What is Skewness?
Skewness is majorly used to determine the asymmetry or imbalance caused in a sample probability distribution. Basically, skewness explains to us to what extent there is tilt in data towards one side, and how it differs from a perfect Normal distribution, skewness can occur either side.
A distribution is called Normal Distribution when the data is perfectly symmetrical and forms a nice “bell-shaped curve”, with the same value as mean, median, and mode. And either side tails of the distribution will be perfectly equal which means skewness is exactly Zero. On a lighter note, it is almost impossible to find normally distributed data in the real-world. Before speaking on the skewness, we need to know about basic central tendencies and standard deviation which are used to understand the data:
Mean is nothing but average of any data given, it can be simply said as the sum of total values divided by the total number of values.
Median in exactly the central value of data. It is calculated by arranging the data in ascending order and get the value of the middle index [(N+1)/2]
In case if there are Even a number of points in data Mean of two middle indexes would be considered as the median.
mode is nothing but most repeated value, majorly used with categorical variables.
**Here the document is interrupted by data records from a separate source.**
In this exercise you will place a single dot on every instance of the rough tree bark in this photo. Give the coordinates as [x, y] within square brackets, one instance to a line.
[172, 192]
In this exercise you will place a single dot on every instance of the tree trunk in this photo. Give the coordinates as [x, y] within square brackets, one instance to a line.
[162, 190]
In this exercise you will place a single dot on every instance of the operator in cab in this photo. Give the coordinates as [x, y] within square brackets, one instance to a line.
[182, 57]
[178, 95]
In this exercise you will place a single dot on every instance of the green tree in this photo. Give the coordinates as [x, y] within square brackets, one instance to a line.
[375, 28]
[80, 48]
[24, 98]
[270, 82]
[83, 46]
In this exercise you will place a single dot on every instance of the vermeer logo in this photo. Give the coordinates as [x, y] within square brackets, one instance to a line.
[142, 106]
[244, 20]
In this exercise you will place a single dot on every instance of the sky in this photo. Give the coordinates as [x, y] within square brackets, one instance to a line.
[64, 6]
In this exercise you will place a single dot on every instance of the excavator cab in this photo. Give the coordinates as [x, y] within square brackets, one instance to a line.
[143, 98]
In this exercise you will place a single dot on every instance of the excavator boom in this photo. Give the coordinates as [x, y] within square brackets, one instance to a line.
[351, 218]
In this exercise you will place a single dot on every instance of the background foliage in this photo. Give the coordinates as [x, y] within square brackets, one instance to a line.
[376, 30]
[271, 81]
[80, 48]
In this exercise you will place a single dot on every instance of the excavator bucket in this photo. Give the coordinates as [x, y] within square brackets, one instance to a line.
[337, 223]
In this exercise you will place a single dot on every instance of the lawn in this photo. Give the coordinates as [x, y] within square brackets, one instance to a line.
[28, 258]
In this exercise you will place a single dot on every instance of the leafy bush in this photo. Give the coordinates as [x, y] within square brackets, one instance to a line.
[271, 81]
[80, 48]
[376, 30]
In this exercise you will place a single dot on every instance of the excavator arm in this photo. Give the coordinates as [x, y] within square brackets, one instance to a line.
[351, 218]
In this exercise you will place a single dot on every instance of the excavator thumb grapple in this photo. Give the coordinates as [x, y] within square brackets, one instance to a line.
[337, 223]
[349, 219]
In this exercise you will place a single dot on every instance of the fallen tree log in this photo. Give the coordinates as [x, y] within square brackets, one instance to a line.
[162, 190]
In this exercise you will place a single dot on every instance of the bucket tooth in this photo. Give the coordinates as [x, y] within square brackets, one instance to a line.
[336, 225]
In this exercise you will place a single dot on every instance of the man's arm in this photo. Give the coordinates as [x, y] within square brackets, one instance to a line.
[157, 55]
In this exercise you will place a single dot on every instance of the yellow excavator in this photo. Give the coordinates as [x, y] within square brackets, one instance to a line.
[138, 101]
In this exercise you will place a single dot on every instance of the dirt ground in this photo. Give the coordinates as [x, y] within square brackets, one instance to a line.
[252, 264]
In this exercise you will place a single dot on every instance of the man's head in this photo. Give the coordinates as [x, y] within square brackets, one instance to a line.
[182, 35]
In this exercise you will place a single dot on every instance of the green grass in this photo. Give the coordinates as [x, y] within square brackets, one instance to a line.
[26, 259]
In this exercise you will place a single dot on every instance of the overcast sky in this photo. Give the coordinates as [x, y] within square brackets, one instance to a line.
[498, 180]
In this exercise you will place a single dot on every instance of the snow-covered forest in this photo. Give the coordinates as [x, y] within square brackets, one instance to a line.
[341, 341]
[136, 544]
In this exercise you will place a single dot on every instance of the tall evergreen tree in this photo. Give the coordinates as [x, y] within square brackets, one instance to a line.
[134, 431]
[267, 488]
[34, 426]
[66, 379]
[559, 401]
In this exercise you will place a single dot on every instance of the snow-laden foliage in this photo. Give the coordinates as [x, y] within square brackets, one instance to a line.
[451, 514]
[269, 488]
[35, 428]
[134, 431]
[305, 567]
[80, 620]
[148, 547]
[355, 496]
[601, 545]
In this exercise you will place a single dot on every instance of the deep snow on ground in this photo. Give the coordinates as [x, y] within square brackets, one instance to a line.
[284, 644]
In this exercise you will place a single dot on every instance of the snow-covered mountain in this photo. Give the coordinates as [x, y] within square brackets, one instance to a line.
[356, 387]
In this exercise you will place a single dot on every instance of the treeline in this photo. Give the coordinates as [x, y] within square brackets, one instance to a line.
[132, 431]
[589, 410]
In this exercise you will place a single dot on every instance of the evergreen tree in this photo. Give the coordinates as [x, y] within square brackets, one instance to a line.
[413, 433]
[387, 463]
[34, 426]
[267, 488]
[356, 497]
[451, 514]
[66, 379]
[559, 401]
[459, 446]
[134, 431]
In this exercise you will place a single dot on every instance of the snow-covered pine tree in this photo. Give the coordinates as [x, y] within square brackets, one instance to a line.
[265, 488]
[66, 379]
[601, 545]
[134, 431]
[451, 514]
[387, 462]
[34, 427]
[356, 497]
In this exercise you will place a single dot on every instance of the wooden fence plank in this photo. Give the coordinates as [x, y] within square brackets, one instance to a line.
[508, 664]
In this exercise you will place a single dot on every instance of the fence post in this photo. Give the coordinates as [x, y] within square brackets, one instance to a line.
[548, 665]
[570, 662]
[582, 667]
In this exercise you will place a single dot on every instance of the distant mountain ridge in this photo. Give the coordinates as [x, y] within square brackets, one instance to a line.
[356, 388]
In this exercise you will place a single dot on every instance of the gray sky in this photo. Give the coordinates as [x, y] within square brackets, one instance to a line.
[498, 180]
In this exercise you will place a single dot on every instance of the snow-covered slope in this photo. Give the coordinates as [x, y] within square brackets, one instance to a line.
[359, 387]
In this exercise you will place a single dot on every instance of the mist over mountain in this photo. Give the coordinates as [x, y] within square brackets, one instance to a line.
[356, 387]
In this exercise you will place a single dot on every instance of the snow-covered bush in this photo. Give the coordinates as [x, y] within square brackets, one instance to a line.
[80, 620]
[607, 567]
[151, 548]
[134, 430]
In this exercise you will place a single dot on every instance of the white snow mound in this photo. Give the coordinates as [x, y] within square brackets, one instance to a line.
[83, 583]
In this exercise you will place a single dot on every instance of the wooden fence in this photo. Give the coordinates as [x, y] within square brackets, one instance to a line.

How much on an average square root of squared distance does my data lies away from the mean, basically explains the consistency of the data around mean.
If there is skewness in data all the 3 central tendencies mentioned above would differ from each other based on the type of skewness. There are two kinds of Skewness,
Positively skewed Distribution:
Mean in a Positively skewed Distribution will be highly affected by the values at extreme right-side values of the distribution hence mean would turn out to be more than that of the median and mode in this distribution. This distribution is also called as rightly skewed, in this distribution Mean > Median > Mode.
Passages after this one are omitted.